International Conference on Clinical & Cellular Immunology

Omar Bagasra

Accepted Abstracts: J Clin Cell Immunol

DOI: 10.4172/2155-9899.S1.011

Background: Recent studies have shown that co-infection with GBV-C in individuals infected with HIV-1 results in longer survival and higher CD4+ T cell counts compared to monoinfected individuals.
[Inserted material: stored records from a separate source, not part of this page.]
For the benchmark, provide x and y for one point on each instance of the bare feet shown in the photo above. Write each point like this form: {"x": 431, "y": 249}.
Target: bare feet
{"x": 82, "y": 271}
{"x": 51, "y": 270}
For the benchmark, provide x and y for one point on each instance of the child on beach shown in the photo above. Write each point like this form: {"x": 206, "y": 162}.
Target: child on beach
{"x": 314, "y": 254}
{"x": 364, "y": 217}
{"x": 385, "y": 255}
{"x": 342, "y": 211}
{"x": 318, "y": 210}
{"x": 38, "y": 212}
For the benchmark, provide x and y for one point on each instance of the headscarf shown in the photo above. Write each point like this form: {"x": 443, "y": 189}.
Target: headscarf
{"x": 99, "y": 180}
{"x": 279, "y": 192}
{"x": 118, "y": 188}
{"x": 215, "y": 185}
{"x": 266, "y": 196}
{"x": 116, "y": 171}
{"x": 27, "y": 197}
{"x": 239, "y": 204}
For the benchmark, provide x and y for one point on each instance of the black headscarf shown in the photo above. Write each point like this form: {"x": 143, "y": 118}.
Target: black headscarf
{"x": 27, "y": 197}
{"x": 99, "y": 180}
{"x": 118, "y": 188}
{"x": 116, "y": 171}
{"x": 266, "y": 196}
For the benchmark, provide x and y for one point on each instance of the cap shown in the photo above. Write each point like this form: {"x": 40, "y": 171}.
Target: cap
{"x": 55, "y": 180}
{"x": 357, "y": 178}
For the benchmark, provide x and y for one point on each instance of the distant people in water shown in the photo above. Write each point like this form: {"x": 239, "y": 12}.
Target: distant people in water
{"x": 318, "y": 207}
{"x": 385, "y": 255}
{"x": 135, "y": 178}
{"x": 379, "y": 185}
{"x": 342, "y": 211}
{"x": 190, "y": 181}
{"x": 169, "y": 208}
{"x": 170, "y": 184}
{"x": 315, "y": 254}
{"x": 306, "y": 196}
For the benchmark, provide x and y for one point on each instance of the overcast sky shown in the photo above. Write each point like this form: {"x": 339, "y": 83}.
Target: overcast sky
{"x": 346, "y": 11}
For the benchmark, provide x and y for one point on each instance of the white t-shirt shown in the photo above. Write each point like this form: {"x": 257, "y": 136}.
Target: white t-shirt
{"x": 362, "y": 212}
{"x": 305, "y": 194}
Methods and Findings: We performed comparative global miRNA PCR-based 704 miRNA-microarray analyses of Jurkat CD4+ T cell line infected with GBV-C and compared with uninfected cells. 125 miRNAs were differentially expressed (> 2 folds). Thirteen miRNAs were significantly upregulated from 4-25-fold (miR-1259, miR-297, miR-769, miR-520e, miR-525, miR-613, miR-205*, miR- 549, miR-337, miR-518d-3p, miR-518f*, miR-1238 and miR-325) and 16 miRNAs were significantly downregulated from 4-5-fold (miR-144*, miR-27a*, miR-556-3p, miR-412, miR-512-5p and miR-34b). By utilizing gene alignment tools, we discovered 11 miRNAs (miR-548b, miR-let-7e, miR-508, miR-483, miR-659-3, miR-362-5, miR-574-3, miR-195-3, miR-16-2, miR-656 and miR-24-1) that were differentially expressed and also shared >75% mutual homologies to HIV-1. By utilizing pSuper miRNA expression vector we cloned and transfected each of the 11 miRNAs into three CD4+ cell lines; Sup-T1, Jurkat and HeLa-CD4+ and after the development of stably transfected cell lines, we challenged each of the cell lines with the cloned NL-4-3 HIV-1 and measured the potential inhibitory activities of each of the miRNAs. Expressions of the HIV homologous miRNAs significantly inhibited HIV-1 replication (p< 0.001), varying from 55-86%, as compared to empty vector (ΔNC) controls, in all three cell lines. In addition, we discovered three miRNAs (miR-155, miR- 214 and miR-125b) which are known to be upregulated during T-cell-activation were significantly downregulated and may be associated with GBV-C co-infected blocking of cell-activation. Conclusion: This is the first study that identifies the mechanism that enables the beneficial effects of GBV-C at molecular levels. We propose that utilization of a genetically modified version of GBV-C could be a powerful tool in HIV-1 prevention in high risk groups.
Omar Bagasra received Ph.D in 1979 from University of Louisville and M.D in 1989 from Universidad Autonoma de Ciudad Juarez, Mexico. He is Professor of Biology in South Carolina Center for Biotechnology. His research interests are in field of Cancer Immunology and Molecular basis of infectious diseases.